6 Does underinsured count as uninsured? Is anyone truly uninsured under the Affordable Care Act (ACA)? What does that mean for patient assistance or “340B” programs? Patient assistance programs have become an essential resource for patients and practices to ensure access to needed treatment. However, such programs have limitations depending upon whether a patient has access to “other insurance,” if they are in a federal insurance program, or if they are insured at any level. The challenge for oncology managers is how this new category of patients will be classified. Determining whether patients are in a federal program will vary by state. The burning question is whether narrow formularies and narrow provider networks will create a new, large class of patients who are insured for some care, but possibly not the care they need, and whether the existence of minimal insurance then precludes those patients from certain patient assistance programs for which they might otherwise have qualified. If patients are considered eligible to sign up under the ACA and choose not to, are they then considered uninsured by choice and therefore no longer really uninsured? In particular, what will happen to hospitals and their indigent population counts? Or their disproportionate share counts that allow them to qualify for 340B drug pricing (a federal program intended to allow hospitals that care for a disproportionate share of indigent patients to buy drugs for outpatient care at a much discounted rate)? If those patients don’t count, and hospitals don’t qualify for 340B, how might that affect recent hospital oncology service expansion and acquisition of formerly private oncology groups?
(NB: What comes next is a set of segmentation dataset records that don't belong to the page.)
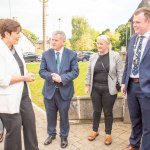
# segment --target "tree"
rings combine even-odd
[[[127,46],[127,41],[130,37],[129,23],[120,25],[115,31],[120,33],[120,47]]]
[[[36,43],[39,39],[34,33],[27,29],[22,29],[22,33],[24,33],[25,36],[27,36],[33,43]]]
[[[106,35],[110,37],[110,41],[112,44],[112,49],[114,51],[119,51],[120,50],[120,33],[119,32],[106,32]]]
[[[77,51],[92,50],[95,48],[95,37],[99,32],[91,29],[83,17],[72,18],[72,48]]]

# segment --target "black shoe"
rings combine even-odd
[[[44,145],[48,145],[52,143],[52,140],[54,140],[56,137],[53,135],[48,136],[48,138],[45,140]]]
[[[61,138],[61,148],[66,148],[68,146],[67,138]]]

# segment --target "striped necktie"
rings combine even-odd
[[[57,66],[57,71],[59,73],[59,69],[60,69],[60,52],[56,52],[56,66]]]
[[[133,68],[132,68],[133,75],[137,75],[139,72],[139,64],[140,64],[140,58],[141,58],[141,52],[142,52],[143,39],[144,39],[144,36],[139,37],[139,43],[138,43],[137,50],[135,52],[135,56],[133,60]]]

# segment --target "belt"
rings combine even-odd
[[[140,79],[139,78],[130,78],[130,80],[134,83],[139,83]]]

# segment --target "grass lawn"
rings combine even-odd
[[[85,76],[87,72],[88,62],[79,62],[78,64],[80,73],[79,76],[74,80],[75,96],[85,96]],[[29,83],[29,87],[32,94],[32,101],[42,109],[45,109],[42,96],[44,80],[38,74],[39,68],[39,63],[27,64],[28,71],[34,73],[36,77],[36,80],[34,82]]]

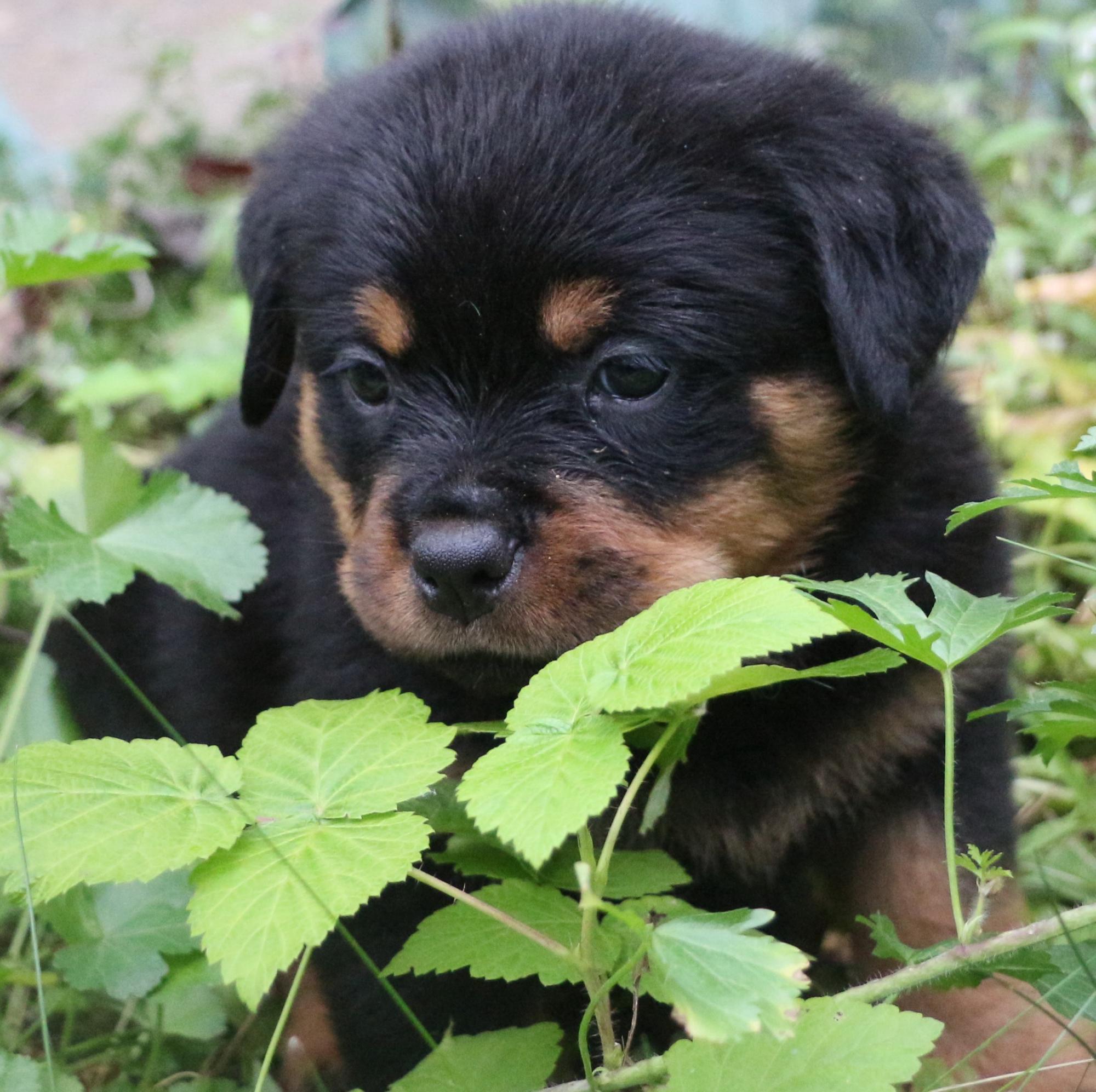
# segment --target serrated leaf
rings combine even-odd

We do not yet have answers to these questions. States, the federal government, payers, pharmaceutical manufacturers, policy advocates, patient advocates, and providers are all seeking answers that are not yet forthcoming by any of those running the exchange programs. I was in a meeting recently with someone working with state insurance commissioners. Their focus regarding exchanges seemed to be on whether the technology to enroll people was working and how much more we needed to get the enrollment up, especially among targeted populations. When asked about the top 6 issues addressed above, the response was, “We are taking notes and learning for 2015.”

We cannot wait until 2015. Our oncology practices and cancer centers are operating blindly. Many have chosen not to participate in the exchanges yet, for these very reasons. Large groups announced that they would not participate in the first quarter of 2014, but are now opening up their providers to participate in the second quarter. We still do not know what will happen to patients and providers as these programs unfold throughout the year.

What Can You Do in Your Group?

  • Reach out to your state insurance commissioner and insurance advocates. Help them to understand how the process is not working, as well as the information gaps that are affecting oncology patients and their access to needed treatment.
  • Document requests for fee schedule and formulary information to exchange plans, and report delays and lack of response to your state insurance commissioner and your local senators and representatives.
  • Quantify numbers of patients left on the sidelines regarding their access to cancer care related to the exchanges and ACA. This may be crucial information as we move into the next election cycle, no matter what your political persuasion may be. If we don’t document and track now, it will be as if it never happened 6 months from now.
  • Remember, insurance exchanges are not insurance marketplaces, no matter what they call themselves. There are a number of private insurance opportunities for every patient, and we are already hearing tales of patients finding better coverage for a lower cost in private offerings rather than in the exchanges, especially those who do not qualify for subsidies. Get the word out and help your patients (and even those who do not have cancer) understand that they have choices that are not limited to the options shown on the health exchange websites.